The journal adds, “What’s more, underneath the limestone lie lignite reserves. Akri Mota and Lefri basins and Panandhro together have 220 million tonnes of lignite. Gujarat is the third largest producer of lignite in India.”
With plans afoot to turn Kutch into “second Jamshedpur”, the journal quotes VS Bajaj, director of Jaypee Cement, as saying at a conference five months before the state government issued the land freeze order that “with its vast mineral resources, Kutch has the potential to become an industrial city. By using modern technology and state-of-the-art infrastructure facilities, Kutch can be developed into a modern version of Jamshedpur.” The conference, it recalls, was organised by the Confederation of Indian Industry and GMDC.
“With Kutchs cement-grade limestone, proximity to lignite reserve and shoreline, and the low cost of mining the mineral, cement plants can be set up on a large scale and lignite can be used to fuel them, stated a report by the Industrial Extension Bureau, a state government firm that facilitates a hassle-free experience for prospective industries”, the journal points out, adding, “Just after freezing land in Kutch, in January 2011, the state signed Memoranda of Understanding (MoU) with various cement-based companies to help them set up plants."

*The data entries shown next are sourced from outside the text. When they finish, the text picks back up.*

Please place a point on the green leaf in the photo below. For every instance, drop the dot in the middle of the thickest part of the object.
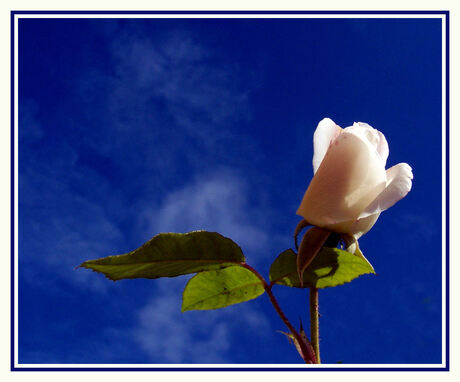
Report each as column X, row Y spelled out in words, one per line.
column 311, row 244
column 221, row 288
column 170, row 255
column 331, row 267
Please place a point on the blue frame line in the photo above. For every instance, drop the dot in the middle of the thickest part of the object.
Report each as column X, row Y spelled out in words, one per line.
column 188, row 369
column 12, row 338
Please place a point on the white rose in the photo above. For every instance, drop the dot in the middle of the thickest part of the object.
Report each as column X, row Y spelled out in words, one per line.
column 350, row 187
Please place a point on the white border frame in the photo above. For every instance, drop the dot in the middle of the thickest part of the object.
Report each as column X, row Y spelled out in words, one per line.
column 370, row 15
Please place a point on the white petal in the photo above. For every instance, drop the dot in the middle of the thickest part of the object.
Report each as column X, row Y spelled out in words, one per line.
column 373, row 136
column 399, row 183
column 350, row 177
column 325, row 133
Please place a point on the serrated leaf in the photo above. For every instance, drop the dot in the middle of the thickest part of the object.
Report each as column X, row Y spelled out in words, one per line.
column 170, row 255
column 311, row 244
column 331, row 267
column 221, row 288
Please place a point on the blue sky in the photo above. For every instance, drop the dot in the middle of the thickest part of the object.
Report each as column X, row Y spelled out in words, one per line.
column 128, row 128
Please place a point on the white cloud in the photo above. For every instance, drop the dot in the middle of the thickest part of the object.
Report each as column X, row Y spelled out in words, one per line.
column 218, row 202
column 170, row 336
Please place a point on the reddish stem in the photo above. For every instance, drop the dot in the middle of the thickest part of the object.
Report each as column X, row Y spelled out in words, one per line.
column 307, row 350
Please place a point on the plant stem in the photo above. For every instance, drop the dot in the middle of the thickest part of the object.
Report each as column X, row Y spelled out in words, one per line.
column 314, row 322
column 307, row 350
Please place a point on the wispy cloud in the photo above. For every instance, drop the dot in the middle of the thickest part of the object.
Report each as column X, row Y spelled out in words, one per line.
column 217, row 202
column 153, row 158
column 170, row 336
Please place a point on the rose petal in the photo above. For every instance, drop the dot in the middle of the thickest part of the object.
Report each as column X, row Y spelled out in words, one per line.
column 325, row 133
column 350, row 177
column 373, row 136
column 399, row 183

Some of the major companies which whom the MoUs were signed, it says, are Anil Ambani Group’s Reliance Cementation Pvt Ltd, Associated Cement Companies Ltd, Adani Enterprises Ltd, Indiabulls Construction Materials Ltd and Calcom Cement India Ltd.” During its Vibrant Gujarat campaign in 2013, the state government signed MoUs with 40 cement-based companies. These include Aditya Birla Group’s UltraTech Cement Ltd, Ambuja Cements Ltd, Binani Cement Ltd, Gujarat Sidhee Cement Limited and Saurashtra Cement Limited.